How do the Patriots pull through their injuries year after year when other teams are hindered vastly by injuries?

Instead of asking what the Patriots might be doing wrong, maybe I should be asking what they are doing right.

What are they doing right?

Well here is what doesn’t matter:

Injuries don’t matter.  The weather doesn’t matter.  The supporting players don’t matter.  The assistant coaches don’t matter.  The fans don’t matter.

What is consistently there on the team is the owner, Robert Kraft; Bill Belichick, the coach; Ernie Adams, Belichick’s buddy, and Tom Brady, the quarterback.

They matter.

Oh yeah, half the season the stadium matters but to a lesser degree.

Two of the people who matter aren’t even on the field.

Is it possible for four men to win so much and play in so many Super Bowls?

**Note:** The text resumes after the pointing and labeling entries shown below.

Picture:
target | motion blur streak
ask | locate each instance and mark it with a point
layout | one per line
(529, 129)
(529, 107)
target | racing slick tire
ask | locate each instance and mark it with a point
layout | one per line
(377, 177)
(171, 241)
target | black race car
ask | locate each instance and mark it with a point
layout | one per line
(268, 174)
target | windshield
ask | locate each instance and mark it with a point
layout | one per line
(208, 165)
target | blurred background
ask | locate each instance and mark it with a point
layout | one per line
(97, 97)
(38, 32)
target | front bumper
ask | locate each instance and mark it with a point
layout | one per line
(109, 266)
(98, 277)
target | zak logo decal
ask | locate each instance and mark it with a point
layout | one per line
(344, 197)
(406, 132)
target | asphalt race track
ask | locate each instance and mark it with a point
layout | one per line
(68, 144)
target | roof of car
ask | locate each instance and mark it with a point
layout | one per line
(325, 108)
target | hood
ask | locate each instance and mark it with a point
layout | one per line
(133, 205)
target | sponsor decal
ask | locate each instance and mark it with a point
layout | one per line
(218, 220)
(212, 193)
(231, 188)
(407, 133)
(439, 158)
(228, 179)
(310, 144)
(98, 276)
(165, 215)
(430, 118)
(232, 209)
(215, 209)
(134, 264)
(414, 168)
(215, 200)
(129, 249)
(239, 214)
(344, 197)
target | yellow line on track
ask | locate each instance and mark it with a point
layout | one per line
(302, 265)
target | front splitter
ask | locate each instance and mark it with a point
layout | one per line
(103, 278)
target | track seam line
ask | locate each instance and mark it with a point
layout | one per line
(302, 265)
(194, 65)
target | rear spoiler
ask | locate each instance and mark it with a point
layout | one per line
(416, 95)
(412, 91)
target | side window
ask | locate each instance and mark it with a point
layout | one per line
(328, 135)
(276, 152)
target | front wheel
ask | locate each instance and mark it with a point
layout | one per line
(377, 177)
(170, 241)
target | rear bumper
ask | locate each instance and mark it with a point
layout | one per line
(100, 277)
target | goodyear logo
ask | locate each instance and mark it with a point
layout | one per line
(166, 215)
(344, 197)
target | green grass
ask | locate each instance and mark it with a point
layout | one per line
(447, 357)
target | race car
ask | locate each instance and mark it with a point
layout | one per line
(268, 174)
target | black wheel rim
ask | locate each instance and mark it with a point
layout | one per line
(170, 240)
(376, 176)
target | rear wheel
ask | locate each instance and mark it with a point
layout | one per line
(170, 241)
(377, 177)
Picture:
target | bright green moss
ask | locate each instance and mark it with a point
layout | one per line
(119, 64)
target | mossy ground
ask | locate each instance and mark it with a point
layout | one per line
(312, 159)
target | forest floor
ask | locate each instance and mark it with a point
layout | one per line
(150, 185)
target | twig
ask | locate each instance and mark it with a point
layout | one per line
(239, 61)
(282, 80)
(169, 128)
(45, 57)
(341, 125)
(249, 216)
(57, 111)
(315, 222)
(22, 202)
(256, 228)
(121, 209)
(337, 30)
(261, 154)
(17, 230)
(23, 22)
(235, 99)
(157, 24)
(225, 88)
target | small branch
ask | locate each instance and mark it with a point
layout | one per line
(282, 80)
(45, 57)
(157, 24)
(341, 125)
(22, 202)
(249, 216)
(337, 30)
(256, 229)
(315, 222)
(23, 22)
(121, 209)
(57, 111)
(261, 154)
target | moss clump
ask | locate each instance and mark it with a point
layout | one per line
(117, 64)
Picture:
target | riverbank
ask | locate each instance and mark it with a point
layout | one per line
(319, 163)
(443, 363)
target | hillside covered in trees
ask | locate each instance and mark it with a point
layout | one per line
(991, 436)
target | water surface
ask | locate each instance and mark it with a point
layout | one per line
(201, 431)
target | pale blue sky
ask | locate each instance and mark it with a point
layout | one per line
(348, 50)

What magic secret do they possess?

What bond do they have that makes for so much success?

What will future technology reveal?

Will future technology show them to be genius educators and motivators who were uniquely endowed to make superstars out of mortal men?

If that were the case, why are the men, the recipients of such genius, not able to transmit these skills to other people?

What is this mystical offensive and defensive strategy that can escape the view of millions of watching humans not to mention thousands upon thousands of cameras?

Back in the early 1980s, before the human genome was mapped, doctors, researchers and geneticists suspected a genetic basis for certain diseases.  They couldn’t prove it, but they certainly suspected it.

Time and technology proved them correct.

Of course, that was legitimate science.

For the case of the Patriots, we might need a man like Houdini, who was adept at picking out frauds.